The track came as part of an ad aired during the commercial break at the Super Bowl, which is almost becoming as culturally significant as the event itself.
Bono told USA Today that the purpose of the ad is “to tell Americans how extraordinary they’ve been in the fight against AIDS.” His charity, (RED), estimates that 7 million lives worldwide have been saved due to contributions from Americans. “I’m not sure that American taxpayers know that, and it’s worth for a moment noting how heroic the struggle has been. The seven million, they know, and they’re very grateful. All over the continent of Africa, if you poll people, you’ll find respect for the (US) very high.”
“We’re taking all the energy around the Super Bowl and interest in what U2′s doing and flipping it into the fight against HIV AIDS,” Bono added.
However, Bono says that “Invisible” will not actually be the official debut single from U2′s upcoming new record, which they are hoping to have out by the summer. “We have another song we’re excited about to kick off the album,” he said. “This is just sort of a sneak preview — to remind people we exist.”

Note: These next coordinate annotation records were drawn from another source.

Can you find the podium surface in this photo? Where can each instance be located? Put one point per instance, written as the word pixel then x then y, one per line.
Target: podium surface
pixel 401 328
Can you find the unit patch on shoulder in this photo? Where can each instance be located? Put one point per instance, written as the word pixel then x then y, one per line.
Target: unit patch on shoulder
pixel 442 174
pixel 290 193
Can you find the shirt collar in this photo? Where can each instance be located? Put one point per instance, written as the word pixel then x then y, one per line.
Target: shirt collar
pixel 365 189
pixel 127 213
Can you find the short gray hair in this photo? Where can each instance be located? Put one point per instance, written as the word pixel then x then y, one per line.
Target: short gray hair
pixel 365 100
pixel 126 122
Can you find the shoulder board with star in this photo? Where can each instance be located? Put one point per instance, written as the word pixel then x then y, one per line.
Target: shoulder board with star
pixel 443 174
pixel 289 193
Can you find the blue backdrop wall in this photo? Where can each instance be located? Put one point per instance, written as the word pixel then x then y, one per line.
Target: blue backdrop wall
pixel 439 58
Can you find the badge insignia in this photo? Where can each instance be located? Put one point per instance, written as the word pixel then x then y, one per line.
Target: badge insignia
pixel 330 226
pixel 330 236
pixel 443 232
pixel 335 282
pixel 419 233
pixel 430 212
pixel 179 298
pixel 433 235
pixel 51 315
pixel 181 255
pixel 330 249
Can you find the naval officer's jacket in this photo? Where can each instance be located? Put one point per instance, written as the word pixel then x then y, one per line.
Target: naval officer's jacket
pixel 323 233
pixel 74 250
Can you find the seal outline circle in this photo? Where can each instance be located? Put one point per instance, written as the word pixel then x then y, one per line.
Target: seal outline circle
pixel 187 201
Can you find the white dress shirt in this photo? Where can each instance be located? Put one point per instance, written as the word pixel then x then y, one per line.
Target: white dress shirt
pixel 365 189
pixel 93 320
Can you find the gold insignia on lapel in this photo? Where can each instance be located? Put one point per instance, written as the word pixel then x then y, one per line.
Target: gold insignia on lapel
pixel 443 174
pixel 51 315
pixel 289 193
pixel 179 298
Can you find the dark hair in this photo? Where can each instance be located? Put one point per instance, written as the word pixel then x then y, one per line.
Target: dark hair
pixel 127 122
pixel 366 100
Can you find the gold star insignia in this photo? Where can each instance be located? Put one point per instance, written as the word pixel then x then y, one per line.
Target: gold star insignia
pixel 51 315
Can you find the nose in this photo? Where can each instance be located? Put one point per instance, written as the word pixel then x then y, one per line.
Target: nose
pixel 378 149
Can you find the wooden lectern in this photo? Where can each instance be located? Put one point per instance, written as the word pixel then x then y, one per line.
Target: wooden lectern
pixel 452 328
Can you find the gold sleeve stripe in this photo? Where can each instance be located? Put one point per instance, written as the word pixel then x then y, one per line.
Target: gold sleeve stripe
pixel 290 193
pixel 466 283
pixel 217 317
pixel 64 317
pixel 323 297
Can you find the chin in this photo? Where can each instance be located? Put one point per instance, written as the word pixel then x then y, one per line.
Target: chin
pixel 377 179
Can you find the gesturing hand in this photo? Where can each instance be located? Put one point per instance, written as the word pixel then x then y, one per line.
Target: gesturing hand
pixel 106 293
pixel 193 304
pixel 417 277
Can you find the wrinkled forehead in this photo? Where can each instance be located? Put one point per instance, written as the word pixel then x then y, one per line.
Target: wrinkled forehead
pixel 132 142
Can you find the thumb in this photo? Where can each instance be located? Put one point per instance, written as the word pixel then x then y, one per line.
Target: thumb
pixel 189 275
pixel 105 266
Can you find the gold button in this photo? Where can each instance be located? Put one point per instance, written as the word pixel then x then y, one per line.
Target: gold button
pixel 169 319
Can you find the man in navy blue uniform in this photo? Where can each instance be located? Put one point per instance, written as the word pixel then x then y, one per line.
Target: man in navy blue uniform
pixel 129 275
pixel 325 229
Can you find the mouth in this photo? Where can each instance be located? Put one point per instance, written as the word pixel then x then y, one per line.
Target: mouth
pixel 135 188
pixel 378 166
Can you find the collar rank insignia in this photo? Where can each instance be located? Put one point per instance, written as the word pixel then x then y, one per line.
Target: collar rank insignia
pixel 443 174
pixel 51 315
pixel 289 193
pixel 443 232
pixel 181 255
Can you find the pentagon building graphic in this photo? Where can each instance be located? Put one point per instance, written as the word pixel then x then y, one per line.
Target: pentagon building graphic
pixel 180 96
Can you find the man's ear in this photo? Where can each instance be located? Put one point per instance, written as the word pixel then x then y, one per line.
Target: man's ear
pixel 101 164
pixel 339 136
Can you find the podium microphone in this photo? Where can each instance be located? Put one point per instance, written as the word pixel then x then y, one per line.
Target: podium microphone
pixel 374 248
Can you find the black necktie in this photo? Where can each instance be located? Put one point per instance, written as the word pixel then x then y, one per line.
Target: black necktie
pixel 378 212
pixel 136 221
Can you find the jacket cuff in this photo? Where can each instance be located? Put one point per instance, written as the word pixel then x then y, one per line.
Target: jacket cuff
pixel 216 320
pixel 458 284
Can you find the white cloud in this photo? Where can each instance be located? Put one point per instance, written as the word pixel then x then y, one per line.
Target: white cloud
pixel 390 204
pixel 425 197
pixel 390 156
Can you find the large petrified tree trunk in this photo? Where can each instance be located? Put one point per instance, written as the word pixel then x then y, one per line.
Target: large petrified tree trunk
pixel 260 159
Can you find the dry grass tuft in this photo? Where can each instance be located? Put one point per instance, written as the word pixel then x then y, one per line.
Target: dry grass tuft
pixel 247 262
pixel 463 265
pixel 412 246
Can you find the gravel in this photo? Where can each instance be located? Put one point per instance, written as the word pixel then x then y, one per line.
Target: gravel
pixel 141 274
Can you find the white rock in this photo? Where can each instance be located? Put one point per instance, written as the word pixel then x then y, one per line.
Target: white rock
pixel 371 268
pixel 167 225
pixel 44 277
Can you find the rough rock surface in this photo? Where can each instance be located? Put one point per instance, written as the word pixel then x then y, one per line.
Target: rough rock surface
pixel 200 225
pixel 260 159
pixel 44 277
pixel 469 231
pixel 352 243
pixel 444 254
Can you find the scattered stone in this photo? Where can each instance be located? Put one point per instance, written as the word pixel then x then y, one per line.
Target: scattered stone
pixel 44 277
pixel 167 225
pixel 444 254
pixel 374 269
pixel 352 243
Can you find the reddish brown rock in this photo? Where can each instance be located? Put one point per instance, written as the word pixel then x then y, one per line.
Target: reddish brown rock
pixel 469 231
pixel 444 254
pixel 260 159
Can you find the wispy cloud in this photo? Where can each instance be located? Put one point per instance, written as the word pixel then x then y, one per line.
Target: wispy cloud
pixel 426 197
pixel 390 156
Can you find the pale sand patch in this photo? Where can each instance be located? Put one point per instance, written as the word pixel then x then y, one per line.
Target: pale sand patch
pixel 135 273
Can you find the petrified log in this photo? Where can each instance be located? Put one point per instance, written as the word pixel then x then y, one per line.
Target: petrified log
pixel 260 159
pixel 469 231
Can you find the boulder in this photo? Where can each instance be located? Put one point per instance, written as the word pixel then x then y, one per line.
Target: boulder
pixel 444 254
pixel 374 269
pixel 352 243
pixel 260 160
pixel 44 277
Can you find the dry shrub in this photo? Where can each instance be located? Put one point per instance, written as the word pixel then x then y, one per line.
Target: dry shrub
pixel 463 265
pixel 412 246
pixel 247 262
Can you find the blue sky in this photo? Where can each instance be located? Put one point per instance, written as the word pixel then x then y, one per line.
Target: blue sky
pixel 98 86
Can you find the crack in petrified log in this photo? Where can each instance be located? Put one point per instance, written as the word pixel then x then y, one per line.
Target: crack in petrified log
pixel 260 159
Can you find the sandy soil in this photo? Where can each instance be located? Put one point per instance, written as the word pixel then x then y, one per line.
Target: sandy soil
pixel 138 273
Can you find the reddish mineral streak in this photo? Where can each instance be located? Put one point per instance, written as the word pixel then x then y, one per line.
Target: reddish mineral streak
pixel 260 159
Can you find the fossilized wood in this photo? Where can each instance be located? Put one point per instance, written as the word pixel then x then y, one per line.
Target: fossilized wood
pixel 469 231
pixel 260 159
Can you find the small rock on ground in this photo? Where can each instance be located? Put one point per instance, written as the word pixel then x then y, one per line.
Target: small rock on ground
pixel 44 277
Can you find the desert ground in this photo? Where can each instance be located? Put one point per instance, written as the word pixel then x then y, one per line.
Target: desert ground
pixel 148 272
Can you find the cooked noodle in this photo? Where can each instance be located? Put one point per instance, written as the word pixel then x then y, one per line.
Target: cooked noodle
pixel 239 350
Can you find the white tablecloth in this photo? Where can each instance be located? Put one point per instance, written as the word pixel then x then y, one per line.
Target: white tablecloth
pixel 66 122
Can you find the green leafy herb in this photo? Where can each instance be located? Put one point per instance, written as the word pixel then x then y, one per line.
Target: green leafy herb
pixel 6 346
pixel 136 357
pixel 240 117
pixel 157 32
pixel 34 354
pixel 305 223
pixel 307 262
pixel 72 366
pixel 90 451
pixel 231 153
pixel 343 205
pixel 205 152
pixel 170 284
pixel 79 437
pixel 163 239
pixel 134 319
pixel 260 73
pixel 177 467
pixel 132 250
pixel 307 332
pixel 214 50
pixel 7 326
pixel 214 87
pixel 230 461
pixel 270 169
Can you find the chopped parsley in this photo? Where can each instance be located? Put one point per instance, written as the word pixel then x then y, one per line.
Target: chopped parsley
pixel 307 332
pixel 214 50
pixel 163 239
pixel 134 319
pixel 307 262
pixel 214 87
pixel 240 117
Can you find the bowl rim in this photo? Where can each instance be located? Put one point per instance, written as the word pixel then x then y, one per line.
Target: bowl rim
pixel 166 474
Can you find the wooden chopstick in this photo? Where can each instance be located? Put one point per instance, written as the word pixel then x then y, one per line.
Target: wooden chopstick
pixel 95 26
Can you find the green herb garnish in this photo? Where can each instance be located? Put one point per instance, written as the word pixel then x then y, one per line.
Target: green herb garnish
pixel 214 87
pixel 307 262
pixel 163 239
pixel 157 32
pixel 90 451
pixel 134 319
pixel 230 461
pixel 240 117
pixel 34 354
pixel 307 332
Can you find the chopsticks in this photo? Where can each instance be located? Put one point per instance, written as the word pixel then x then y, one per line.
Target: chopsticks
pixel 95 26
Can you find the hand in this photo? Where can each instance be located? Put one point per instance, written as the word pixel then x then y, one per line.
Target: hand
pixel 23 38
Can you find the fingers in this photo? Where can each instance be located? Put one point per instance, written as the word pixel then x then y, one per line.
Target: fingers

“Invisible” went live at 6:00PM Eastern time on Sunday, February 2nd, and will remain online for only 18 hours. You can pick it up right here if that time hasn’t expired yet. (RED) has enlisted the charitable help of Bank of America to contribute one dollar for each download, up to $2 million, to the Global Fund.
U2 recently received an Oscar nomination for their most recent song “Ordinary Love”, which appears on the soundtrack of the film “Mandela: Long Walk To Freedom.” The track won Best Original Song at the Golden Globes.